Class 6 enzymes, as per the Enzyme Commission (EC) classification system, are known as ligases. Ligases are enzymes that catalyze the joining of two molecules together, often through the formation of a covalent bond. These enzymes play a crucial role in various biosynthetic pathways, DNA repair processes, and the synthesis of macromolecules.

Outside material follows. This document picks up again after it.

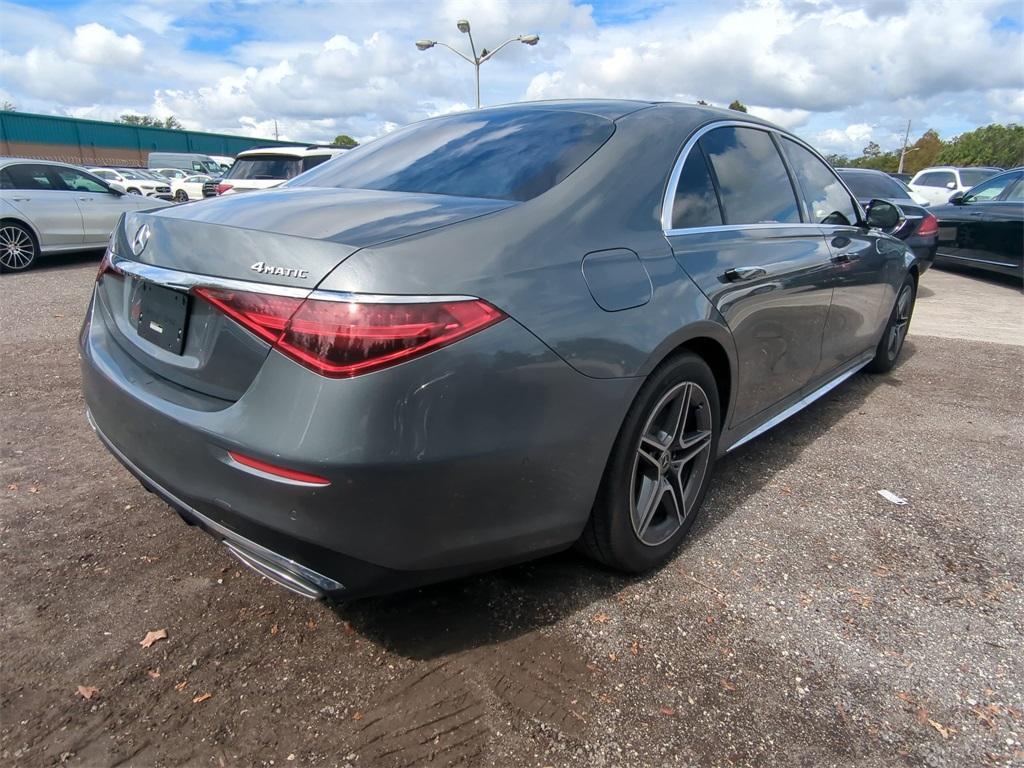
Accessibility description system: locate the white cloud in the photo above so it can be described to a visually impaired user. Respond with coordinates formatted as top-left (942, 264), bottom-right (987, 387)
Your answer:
top-left (0, 0), bottom-right (1024, 153)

Ligases can be further classified into different subclasses based on the type of bond formation they catalyze. Here are some examples of subclasses of ligases:

1. ATP-dependent ligases: ATP-dependent ligases catalyze the formation of a bond between two molecules using energy derived from the hydrolysis of ATP. These enzymes often play a role in DNA replication, DNA repair, and the synthesis of proteins and other macromolecules. DNA ligase is a well-known example of an ATP-dependent ligase that seals nicks in DNA strands during DNA replication and repair.
2. ATP-independent ligases: ATP-independent ligases, also known as synthetases, catalyze bond formation without utilizing ATP as an energy source. Instead, they often use other high-energy molecules, such as GTP or CTP, as a source of energy. An example is aminoacyl-tRNA synthetase, which catalyzes the attachment of amino acids to their corresponding transfer RNA (tRNA) molecules during protein synthesis.
3. Carboxylate-amine ligases: These ligases catalyze the formation of peptide bonds between carboxylate and amino groups. They are involved in the synthesis of peptides and proteins. Peptide synthetases, which are responsible for the nonribosomal synthesis of peptides in bacteria and fungi, are examples of carboxylate-amine ligases.
4. DNA ligases: DNA ligases specifically catalyze the formation of phosphodiester bonds between the 3′ hydroxyl end of one DNA molecule and the 5′ phosphate end of another DNA molecule. These enzymes play a crucial role in DNA replication, DNA repair, and recombination processes. They are responsible for joining Okazaki fragments during lagging strand synthesis and sealing nicks in the DNA backbone.
5. RNA ligases: RNA ligases catalyze the formation of phosphodiester bonds between RNA molecules. They are involved in various RNA processing and repair processes, such as the ligation of RNA segments during splicing and the repair of broken RNA molecules.

These are just a few examples of subclasses within the class 6 ligases. Each subclass of ligases has its own specific substrate specificity and catalytic mechanism, allowing for the formation of covalent bonds and the synthesis of complex molecules in biological systems.